Claims Portal chairman Tim Wallis said: ‘We have decided to pause the current plan, including the introduction of the user-pays functionality, while the government undertakes a consultation on addressing the issues surrounding minor soft-tissue injuries and the small claims track legal costs.

‘We are reviewing the timing and content of the schedule for 2016 and will aim to prioritise the changes that will have the most benefit to users, such as the ability to transfer claims in bulk between organisations.’

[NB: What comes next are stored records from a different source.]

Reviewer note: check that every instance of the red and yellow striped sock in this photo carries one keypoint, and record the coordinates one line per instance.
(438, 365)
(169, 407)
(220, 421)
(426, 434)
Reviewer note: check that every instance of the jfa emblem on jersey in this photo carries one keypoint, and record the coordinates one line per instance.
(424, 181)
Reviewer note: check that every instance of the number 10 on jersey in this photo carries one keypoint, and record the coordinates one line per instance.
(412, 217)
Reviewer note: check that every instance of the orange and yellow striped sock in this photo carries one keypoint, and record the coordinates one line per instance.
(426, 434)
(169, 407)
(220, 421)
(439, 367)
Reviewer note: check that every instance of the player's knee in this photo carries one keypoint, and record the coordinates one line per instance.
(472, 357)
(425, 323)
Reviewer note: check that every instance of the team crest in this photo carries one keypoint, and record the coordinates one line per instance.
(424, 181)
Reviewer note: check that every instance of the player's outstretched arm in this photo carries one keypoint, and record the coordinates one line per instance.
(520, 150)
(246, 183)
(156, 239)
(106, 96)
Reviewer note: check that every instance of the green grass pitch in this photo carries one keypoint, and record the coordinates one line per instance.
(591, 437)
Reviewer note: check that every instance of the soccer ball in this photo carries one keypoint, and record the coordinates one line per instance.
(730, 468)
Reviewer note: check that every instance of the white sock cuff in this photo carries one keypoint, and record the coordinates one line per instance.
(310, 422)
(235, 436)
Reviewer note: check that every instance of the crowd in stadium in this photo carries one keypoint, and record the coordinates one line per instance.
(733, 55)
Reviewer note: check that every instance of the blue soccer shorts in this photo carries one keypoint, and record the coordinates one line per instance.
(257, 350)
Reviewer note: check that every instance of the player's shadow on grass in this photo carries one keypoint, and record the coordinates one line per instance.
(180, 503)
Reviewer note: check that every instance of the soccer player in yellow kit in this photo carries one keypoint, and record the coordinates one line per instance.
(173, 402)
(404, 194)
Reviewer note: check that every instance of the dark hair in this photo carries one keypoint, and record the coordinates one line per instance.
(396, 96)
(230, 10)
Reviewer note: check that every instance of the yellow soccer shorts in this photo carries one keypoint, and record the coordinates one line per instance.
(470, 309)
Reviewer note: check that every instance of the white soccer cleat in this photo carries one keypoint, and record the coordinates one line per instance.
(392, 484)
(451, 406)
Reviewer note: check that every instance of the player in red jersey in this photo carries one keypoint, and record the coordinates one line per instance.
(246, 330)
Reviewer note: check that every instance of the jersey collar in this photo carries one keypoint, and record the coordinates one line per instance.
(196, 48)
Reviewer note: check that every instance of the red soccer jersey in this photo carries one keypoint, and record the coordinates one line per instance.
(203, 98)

The continued existence of a portal has been called into question if - as expected - lawyers are removed from personal injury claims valued up to £5,000.

A consultation on the reforms is expected in the first quarter of 2016, but the results will not be known for several months, leaving uncertainty over what will happen to the portal, which was itself only introduced in 2010 following agreement between ministers and lawyers’ and insurers’ representative groups.

Meanwhile, another of the government’s reforms concerning whiplash claims has been put back by two months.

The Ministry of Justice has extended the accreditation deadline for medical experts signing up to the MedCo scheme from February to April this year.

MedCo was set up to ensure high-quality and independent medical reports for whiplash cases, and according to a statement from the MedCo board, the MoJ has confirmed it remains an ‘integral’ part of the reform programme.

The legal requirement to source medical reports through the scheme will be unchanged by other reforms to the personal injury sector.